The statistics showed that one out of every six who fell was an officer, and that overall about one of every six deaths was due to accidents such as vehicle mishaps, while more than 80 percent were combat losses.

The year-to-year death totals listed by Pravda were as follows: 86 in 1979; 1,484 in 1980; 1,298 in 1981; 1,948 in 1982; 1,446 in 1983; 2,343 in 1984; 1,868 in 1985; 1,333 in 1986; 1,215 in 1987; 759 in 1988; and 53 in 1989.

Publication of the yearly casualty figures represents another step in the government's effort to come clean about the nine-year war, which was virtually unreported in the news media for the first six years before Mikhail Gorbachev came to power.

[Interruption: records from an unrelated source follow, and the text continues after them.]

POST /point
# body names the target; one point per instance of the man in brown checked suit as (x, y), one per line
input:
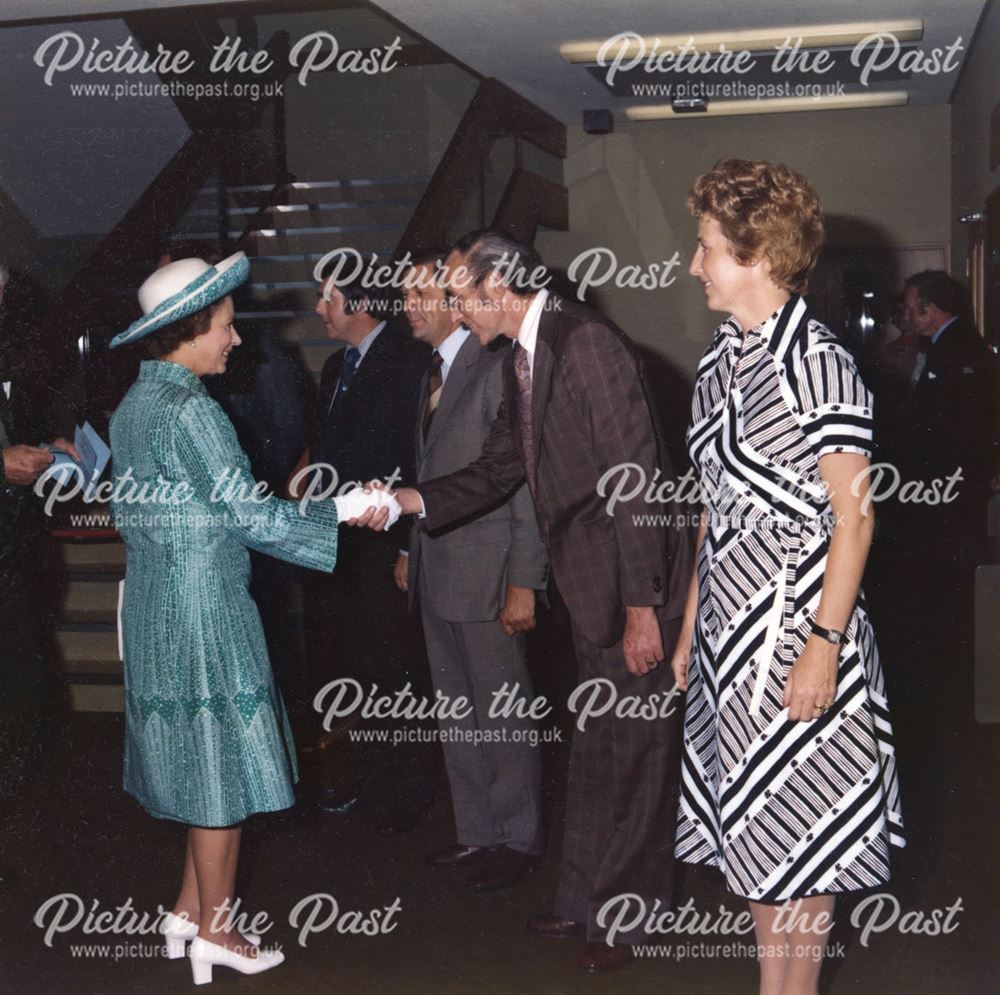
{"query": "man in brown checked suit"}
(574, 407)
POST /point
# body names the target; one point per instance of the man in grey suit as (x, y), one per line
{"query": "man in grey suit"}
(475, 586)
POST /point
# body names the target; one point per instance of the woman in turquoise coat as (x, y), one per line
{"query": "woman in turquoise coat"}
(207, 739)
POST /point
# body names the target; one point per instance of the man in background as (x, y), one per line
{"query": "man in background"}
(475, 586)
(358, 626)
(24, 666)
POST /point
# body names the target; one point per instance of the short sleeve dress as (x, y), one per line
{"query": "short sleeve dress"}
(207, 740)
(785, 809)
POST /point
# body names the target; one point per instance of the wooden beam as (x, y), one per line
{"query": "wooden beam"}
(529, 201)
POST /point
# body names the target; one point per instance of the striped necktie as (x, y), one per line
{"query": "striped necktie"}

It also was seen as an effort to reach out to the soldiers who fought in Afghanistan, many of whom have felt their efforts have been slighted in comparison with those of veterans of World War II, which in the Soviet Union is called "The Great Patriotic War."

"We all cherish the memory of the fallen sons of the motherland, and the one who tries to belittle or negate their feat does not deserve to call himself a patriot," it said.

Some of the most vivid Soviet reporting in the glasnost era has centered on the cases of bureaucratic indifference to disabled servicemen from the Afghan war concerning getting apartments and jobs.

View Comments

"It is necessary to show every care and attention, as is being urged by the party, for all servicemen, disabled soldiers and their families and the families of those who perished.

"From now on, the same privileges and benefits intended for servicemen who performed their duty in the Republic of Afghanistan will apply to servicemen who took part in combat actions in Vietnam, Syria, Egypt and other countries."

Although the Krasnaya Zvezda, the Red Army newspaper, has published accounts of Soviet soldiers who manned anti-aircraft batteries in Vietnam, no newspaper has touched on combat actions in Egypt, Syria and other places.

Israeli planes dueled Soviet MiGs on several occasions around the time of the 1969-70 War of Attrition between Egypt and Israel.

Join the Conversation
Looking for comments?
Find comments in their new home! Click the buttons at the top or within the article to view them — or use the button below for quick access.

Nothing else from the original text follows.